Patients, total number | 36,043 |
---|---|
Deaths (%) | 3,895 (10.8%) |
Age, mean (IQR) | 61.9 (51-76) |
Of which male (%) | 20,836 (57.8%) |
Type of ICU | |
Coronary care | 5,255 (14.6%) |
Cardiac surgery recovery unit | 7,394 (20.5%) |
Medical (including Neuro ICU) | 12,549 (34.8%) |
Surgical | 5,963 (16.5%) |
Trauma/Surgical | 4,882 (13.6%) |
The results of various models are presented in Table 3. The GAM outperformed a logistic regression model based on SAPS, with 10-fold cross-validated estimates of AUCs of 0.908 for the GAM versus 0.794 for logistic regression on SAPS, and 0.874 for logistic regression on OASIS. In addition, the performance of the GAM compares well to those of other models tested on the fused dataset; while an AUC of 0.910 was estimated for the gradient boosting machine (GBM) - the best-performing model in terms of raw AUC -- this difference was not statistically significant at the 0.05 confidence level, as the 95% CI for the estimate of the AUC obtained for the GBM failed to exclude 0.908. Furthermore, in a sensitivity analysis, using the a normalized tfidf metric incorporating a sublinear term frequency did not improve performance compared to the raw tfidf metric for each unstructured input, and so all performance estimates presented are based on the use of the latter metric. Finally, a GAM fit on fused data appears to yield statistically significantly better performance compared to a GAM fit on features derived from structured data alone.
Table 3.
Model | AUC (95% CI) |
---|---|
Logistic regression on SAPS score only | 0.794 (0.790-0.798) |
Logistic regression on OASIS score only | 0.874 (0.864-0.881) |
Logistic regression on fused dataset (FUSED) | 0.857 (0.841-0.872) |
Gradient boosting machine on FUSED | 0.910 (0.901-0.920) |
Support vector machine on FUSED | 0.873 (0.855-0.893) |
Generalized additive model on structured features | 0.853 (0.840-0.866) |
Generalized additive model on FUSED | 0.908 (0.898-0.917) |
Examples of univariate risk curves estimated by the GAM for single features are presented in Figure 1. Bivariate risk surfaces estimated for pairs of features, where both derive from unstructured data are presented in Figure 2, while those estimated for pairs where one feature derives from structured data and the other from unstructured data are presented in Figure 3. The univariate risk surfaces in Figure 1 appear to more accurately recapitulate the nonlinear nature of the relationships between these features and mortality. While the GAM does not provide summary estimates of the relative influence of each feature as a GLM would by estimating a single coefficient, some of the most influential features, as given by the p- value for the significance of the smooth term, were the features derived from GCS scores, particularly the mean GCS over 24 hours, the difference in GCS (AGCS) over this window, and the slope of the linear trend fit to these scores. Other influential features included patient age, and their mean sodium, potassium, and lactate levels, the smooths of which are shown in Figure 1. Some of the most influential unstructured features, again selected on the basis of their p-value, included “expired”, “CMO”, “midline shift”, “posturing”, and “BMT” (bone marrow transplant).
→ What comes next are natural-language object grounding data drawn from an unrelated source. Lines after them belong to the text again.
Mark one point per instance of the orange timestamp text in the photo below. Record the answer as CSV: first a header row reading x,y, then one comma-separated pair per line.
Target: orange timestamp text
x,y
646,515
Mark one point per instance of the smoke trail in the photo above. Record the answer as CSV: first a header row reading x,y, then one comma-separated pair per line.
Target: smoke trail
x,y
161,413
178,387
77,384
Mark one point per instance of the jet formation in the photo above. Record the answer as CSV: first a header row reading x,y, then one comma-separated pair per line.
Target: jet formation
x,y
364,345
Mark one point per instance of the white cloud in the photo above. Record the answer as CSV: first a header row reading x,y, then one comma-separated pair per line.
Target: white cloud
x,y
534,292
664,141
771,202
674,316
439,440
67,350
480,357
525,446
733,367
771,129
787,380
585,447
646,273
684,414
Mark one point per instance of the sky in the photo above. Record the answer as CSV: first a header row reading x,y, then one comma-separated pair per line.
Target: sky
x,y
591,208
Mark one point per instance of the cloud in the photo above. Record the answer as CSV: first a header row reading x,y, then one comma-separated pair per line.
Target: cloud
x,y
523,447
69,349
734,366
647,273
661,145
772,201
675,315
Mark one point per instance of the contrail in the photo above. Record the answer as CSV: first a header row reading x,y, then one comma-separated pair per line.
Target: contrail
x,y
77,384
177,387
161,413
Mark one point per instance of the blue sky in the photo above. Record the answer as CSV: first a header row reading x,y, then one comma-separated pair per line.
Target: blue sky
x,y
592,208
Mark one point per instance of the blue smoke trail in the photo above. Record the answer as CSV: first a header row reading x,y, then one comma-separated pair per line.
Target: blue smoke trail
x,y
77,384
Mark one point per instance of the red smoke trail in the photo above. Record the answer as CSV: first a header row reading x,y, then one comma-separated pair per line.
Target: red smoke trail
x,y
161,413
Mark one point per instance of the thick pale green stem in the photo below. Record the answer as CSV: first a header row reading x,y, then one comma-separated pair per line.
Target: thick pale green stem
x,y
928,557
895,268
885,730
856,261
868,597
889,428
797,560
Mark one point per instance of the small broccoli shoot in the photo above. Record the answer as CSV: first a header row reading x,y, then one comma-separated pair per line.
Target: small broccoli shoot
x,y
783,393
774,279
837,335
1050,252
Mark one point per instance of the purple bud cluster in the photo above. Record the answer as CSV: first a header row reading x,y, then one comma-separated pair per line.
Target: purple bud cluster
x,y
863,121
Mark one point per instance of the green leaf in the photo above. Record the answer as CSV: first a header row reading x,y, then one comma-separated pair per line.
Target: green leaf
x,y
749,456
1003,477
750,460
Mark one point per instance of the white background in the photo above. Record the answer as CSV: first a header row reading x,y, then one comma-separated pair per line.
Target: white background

The bivariate plots presented in Figures 2 and 3 exhibit some interesting properties. First, these plots can beused to assess linear dependence between the features, as can be seen in the plots in Figure 2, as well as in Figure 3A. Second, a “phase transition” can be observed in Figure 3B, where the relationship between the windowed mean of the mean arterial pressure (MAP) and a term mention related to vasopressor medication, here “pressors”, begins to exhibit linear dependence for mean MAPs below 65 mm Hg. Similar patterns were observed for other related term mentions, including “levophed”, and “dopamine”, among others.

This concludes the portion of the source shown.